By reading the function signature alone, we are able to make all of these deductions, and build a mental model of this function. This process, applied repeatedly and recursively from the first line of func main, is how we read and understand programs.

Now, consider if this were the body of the function.

func NewObject(n int) (*Object, error) {
	row := dbconn.QueryRow("SELECT ... FROM ... WHERE ...")
	var id string
	if err := row.Scan(&id); err != nil {
		logger.Log("during row scan: %v", err)
		id = "default"
	}
	resource, err := pool.Request(n)
	if err != nil {
		return nil, err
	}
	return &Object{
		id:  id,
		res: resource,
	}, nil
}

The function invokes a package global database/sql.Conn, to make a query against some unspecified database; a package global logger, to output a string of arbitrary format to some unknown location; and a package global pool object of some kind, to request a resource of some kind. All of these operations have side effects that are completely invisible from an inspection of the function signature. There is no way for a caller to predict any of these things will happen, except by reading the function and diving to the definition of all of the globals.

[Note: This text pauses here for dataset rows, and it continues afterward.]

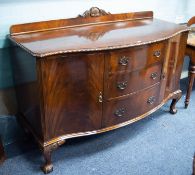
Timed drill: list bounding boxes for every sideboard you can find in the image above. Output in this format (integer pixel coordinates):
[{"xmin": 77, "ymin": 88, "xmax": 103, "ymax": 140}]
[{"xmin": 9, "ymin": 7, "xmax": 189, "ymax": 173}]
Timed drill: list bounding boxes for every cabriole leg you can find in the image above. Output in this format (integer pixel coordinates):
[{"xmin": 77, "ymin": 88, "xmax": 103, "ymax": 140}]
[
  {"xmin": 41, "ymin": 148, "xmax": 53, "ymax": 174},
  {"xmin": 185, "ymin": 63, "xmax": 195, "ymax": 108},
  {"xmin": 169, "ymin": 92, "xmax": 182, "ymax": 114},
  {"xmin": 41, "ymin": 140, "xmax": 65, "ymax": 174}
]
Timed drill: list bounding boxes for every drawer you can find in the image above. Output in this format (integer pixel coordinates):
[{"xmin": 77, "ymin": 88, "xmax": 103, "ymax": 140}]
[
  {"xmin": 102, "ymin": 83, "xmax": 160, "ymax": 127},
  {"xmin": 105, "ymin": 63, "xmax": 162, "ymax": 99},
  {"xmin": 106, "ymin": 42, "xmax": 165, "ymax": 73}
]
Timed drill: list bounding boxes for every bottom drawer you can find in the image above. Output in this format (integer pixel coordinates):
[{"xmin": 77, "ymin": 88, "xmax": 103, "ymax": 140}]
[{"xmin": 102, "ymin": 83, "xmax": 160, "ymax": 127}]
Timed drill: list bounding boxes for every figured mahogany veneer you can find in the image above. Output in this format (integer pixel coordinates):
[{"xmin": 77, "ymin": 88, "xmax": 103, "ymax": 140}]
[{"xmin": 9, "ymin": 7, "xmax": 189, "ymax": 173}]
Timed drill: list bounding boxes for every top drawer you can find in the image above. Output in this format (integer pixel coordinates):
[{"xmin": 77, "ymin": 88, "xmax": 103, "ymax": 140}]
[{"xmin": 106, "ymin": 41, "xmax": 165, "ymax": 73}]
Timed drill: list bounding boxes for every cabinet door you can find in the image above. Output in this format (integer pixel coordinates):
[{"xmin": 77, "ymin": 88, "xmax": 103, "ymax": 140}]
[{"xmin": 40, "ymin": 53, "xmax": 104, "ymax": 141}]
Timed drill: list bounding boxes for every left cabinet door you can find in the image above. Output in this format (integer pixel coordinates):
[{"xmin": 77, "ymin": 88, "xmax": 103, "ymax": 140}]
[{"xmin": 39, "ymin": 53, "xmax": 104, "ymax": 141}]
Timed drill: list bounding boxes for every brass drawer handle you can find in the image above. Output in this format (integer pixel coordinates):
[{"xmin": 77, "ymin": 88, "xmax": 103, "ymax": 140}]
[
  {"xmin": 119, "ymin": 56, "xmax": 129, "ymax": 66},
  {"xmin": 150, "ymin": 72, "xmax": 158, "ymax": 80},
  {"xmin": 154, "ymin": 50, "xmax": 161, "ymax": 58},
  {"xmin": 147, "ymin": 96, "xmax": 156, "ymax": 105},
  {"xmin": 117, "ymin": 81, "xmax": 127, "ymax": 90},
  {"xmin": 114, "ymin": 108, "xmax": 127, "ymax": 117}
]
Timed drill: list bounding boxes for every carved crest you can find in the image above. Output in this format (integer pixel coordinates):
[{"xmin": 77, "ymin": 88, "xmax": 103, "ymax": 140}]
[{"xmin": 79, "ymin": 7, "xmax": 111, "ymax": 18}]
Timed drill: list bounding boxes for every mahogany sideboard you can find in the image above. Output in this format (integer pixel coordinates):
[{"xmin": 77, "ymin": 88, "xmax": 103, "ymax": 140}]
[{"xmin": 9, "ymin": 7, "xmax": 189, "ymax": 173}]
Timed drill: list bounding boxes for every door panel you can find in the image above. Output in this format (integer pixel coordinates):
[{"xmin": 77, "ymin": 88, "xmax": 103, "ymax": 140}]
[{"xmin": 41, "ymin": 54, "xmax": 104, "ymax": 140}]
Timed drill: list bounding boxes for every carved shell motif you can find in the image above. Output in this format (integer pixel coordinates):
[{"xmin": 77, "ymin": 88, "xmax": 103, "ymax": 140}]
[{"xmin": 79, "ymin": 7, "xmax": 110, "ymax": 18}]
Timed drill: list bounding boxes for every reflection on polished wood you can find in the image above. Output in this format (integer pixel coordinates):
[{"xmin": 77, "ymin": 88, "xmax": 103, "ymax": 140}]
[
  {"xmin": 185, "ymin": 16, "xmax": 195, "ymax": 108},
  {"xmin": 9, "ymin": 8, "xmax": 189, "ymax": 173}
]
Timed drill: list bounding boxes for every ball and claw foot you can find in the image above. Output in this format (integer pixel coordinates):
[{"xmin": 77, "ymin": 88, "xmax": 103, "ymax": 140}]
[
  {"xmin": 169, "ymin": 108, "xmax": 177, "ymax": 114},
  {"xmin": 169, "ymin": 93, "xmax": 181, "ymax": 114},
  {"xmin": 185, "ymin": 102, "xmax": 189, "ymax": 109},
  {"xmin": 41, "ymin": 164, "xmax": 53, "ymax": 174}
]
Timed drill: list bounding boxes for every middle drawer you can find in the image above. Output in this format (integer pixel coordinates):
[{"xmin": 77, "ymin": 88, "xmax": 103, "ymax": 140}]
[{"xmin": 104, "ymin": 63, "xmax": 162, "ymax": 99}]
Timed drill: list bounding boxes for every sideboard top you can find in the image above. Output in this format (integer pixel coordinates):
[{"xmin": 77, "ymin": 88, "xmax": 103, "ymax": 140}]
[{"xmin": 9, "ymin": 7, "xmax": 189, "ymax": 57}]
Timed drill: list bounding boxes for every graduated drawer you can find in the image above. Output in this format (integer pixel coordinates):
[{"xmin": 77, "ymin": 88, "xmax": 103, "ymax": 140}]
[
  {"xmin": 106, "ymin": 42, "xmax": 165, "ymax": 73},
  {"xmin": 103, "ymin": 83, "xmax": 160, "ymax": 127},
  {"xmin": 105, "ymin": 63, "xmax": 162, "ymax": 99}
]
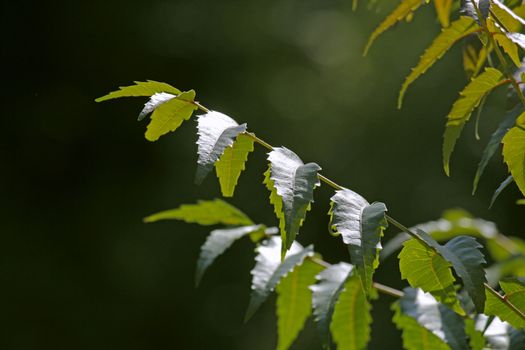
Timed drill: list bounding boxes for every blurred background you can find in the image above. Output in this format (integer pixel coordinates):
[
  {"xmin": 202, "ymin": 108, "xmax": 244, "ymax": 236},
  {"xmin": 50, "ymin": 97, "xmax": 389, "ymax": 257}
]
[{"xmin": 0, "ymin": 0, "xmax": 523, "ymax": 350}]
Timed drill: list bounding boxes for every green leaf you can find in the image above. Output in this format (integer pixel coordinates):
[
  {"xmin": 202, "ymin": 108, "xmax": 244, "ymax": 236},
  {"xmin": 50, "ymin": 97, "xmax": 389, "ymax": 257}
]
[
  {"xmin": 393, "ymin": 288, "xmax": 468, "ymax": 350},
  {"xmin": 443, "ymin": 68, "xmax": 504, "ymax": 175},
  {"xmin": 195, "ymin": 225, "xmax": 265, "ymax": 286},
  {"xmin": 397, "ymin": 17, "xmax": 479, "ymax": 108},
  {"xmin": 145, "ymin": 90, "xmax": 197, "ymax": 141},
  {"xmin": 144, "ymin": 199, "xmax": 253, "ymax": 225},
  {"xmin": 489, "ymin": 175, "xmax": 514, "ymax": 208},
  {"xmin": 267, "ymin": 147, "xmax": 321, "ymax": 256},
  {"xmin": 502, "ymin": 119, "xmax": 525, "ymax": 195},
  {"xmin": 276, "ymin": 260, "xmax": 323, "ymax": 350},
  {"xmin": 465, "ymin": 318, "xmax": 485, "ymax": 350},
  {"xmin": 195, "ymin": 111, "xmax": 246, "ymax": 184},
  {"xmin": 472, "ymin": 108, "xmax": 520, "ymax": 195},
  {"xmin": 485, "ymin": 279, "xmax": 525, "ymax": 329},
  {"xmin": 330, "ymin": 275, "xmax": 372, "ymax": 350},
  {"xmin": 364, "ymin": 0, "xmax": 428, "ymax": 56},
  {"xmin": 95, "ymin": 80, "xmax": 181, "ymax": 102},
  {"xmin": 215, "ymin": 134, "xmax": 253, "ymax": 197},
  {"xmin": 487, "ymin": 18, "xmax": 521, "ymax": 67},
  {"xmin": 329, "ymin": 189, "xmax": 388, "ymax": 295},
  {"xmin": 463, "ymin": 38, "xmax": 487, "ymax": 79},
  {"xmin": 245, "ymin": 237, "xmax": 313, "ymax": 321},
  {"xmin": 310, "ymin": 262, "xmax": 352, "ymax": 348},
  {"xmin": 398, "ymin": 239, "xmax": 465, "ymax": 315},
  {"xmin": 434, "ymin": 0, "xmax": 452, "ymax": 28}
]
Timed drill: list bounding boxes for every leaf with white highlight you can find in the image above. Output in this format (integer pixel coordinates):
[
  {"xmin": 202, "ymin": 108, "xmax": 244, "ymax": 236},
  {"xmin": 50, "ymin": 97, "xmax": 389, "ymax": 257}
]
[
  {"xmin": 195, "ymin": 111, "xmax": 246, "ymax": 184},
  {"xmin": 265, "ymin": 147, "xmax": 321, "ymax": 256},
  {"xmin": 245, "ymin": 237, "xmax": 314, "ymax": 321}
]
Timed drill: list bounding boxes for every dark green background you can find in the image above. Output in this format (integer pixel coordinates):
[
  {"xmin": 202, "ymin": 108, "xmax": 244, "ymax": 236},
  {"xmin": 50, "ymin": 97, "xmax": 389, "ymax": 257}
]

Consider this alternative signature.

func NewObject(db *sql.DB, pool *resource.Pool, n int, logger log.Logger) (*Object, error)

By lifting each of the dependencies into the signature as parameters, we allow readers to accurately model the scope and potential behaviors of the function. The caller knows exactly what the function needs to do its work, and can provide them accordingly.

If we’re designing the public API for this package, we can even take it one helpful step further.

// RowQueryer models part of a database/sql.DB.
type RowQueryer interface {
	QueryRow(string, ...interface{}) *sql.Row
}

// Requestor models the requesting side of a resource.Pool.
type Requestor interface {
	Request(n int) (*resource.Value, error)
}

func NewObject(q RowQueryer, r Requestor, n int, logger log.Logger) (*Object, error) {
	// ...
}

By modeling each concrete object as an interface, capturing only the methods we use, we allow callers to swap in alternative implementations. This reduces source-level coupling between packages, and enables us to mock out the concrete dependencies in tests. Testing the original version of the code, with concrete package-level globals, involves tedious and error-prone swapping-out of components.

If all of our constructors and functions take their dependencies explicitly, then we no longer have any use for globals. Instead, we can construct all of our database connections, our loggers, our resource pools, in our func main, so that future readers can very clearly map out a component graph. And we can very explicitly pass those dependencies to the components that use them, so that we eliminate the comprehension-subverting magic of globals. Also, observe that if we have no global variables, we have no more use for func init, whose only purpose is to instantiate or mutate package-global state. We can then look at all uses of func init with appropriate suspicion: what is this code doing? Why is it not in func main, where it belongs?

It’s not only possible, but quite easy, and actually extremely refreshing, to write Go programs that are practically free of global state. In my experience, programming in this way is not noticeably slower or more tedious than using global variables to shrink function definitions. On the contrary: when a function signature reliably and completely describes the behavior-scope of the function body, we can reason about, refactor, and maintain code in the large much more efficiently. Go kit has been written in this style since the very beginning, to its great benefit.

— – -

From this, we can develop a theory of modern Go. Based on the words of Dave “Humbug” Cheney, I propose the following guidelines:

No package level variables
No func init

There are exceptions, of course. But from these rules, the other practices follow naturally.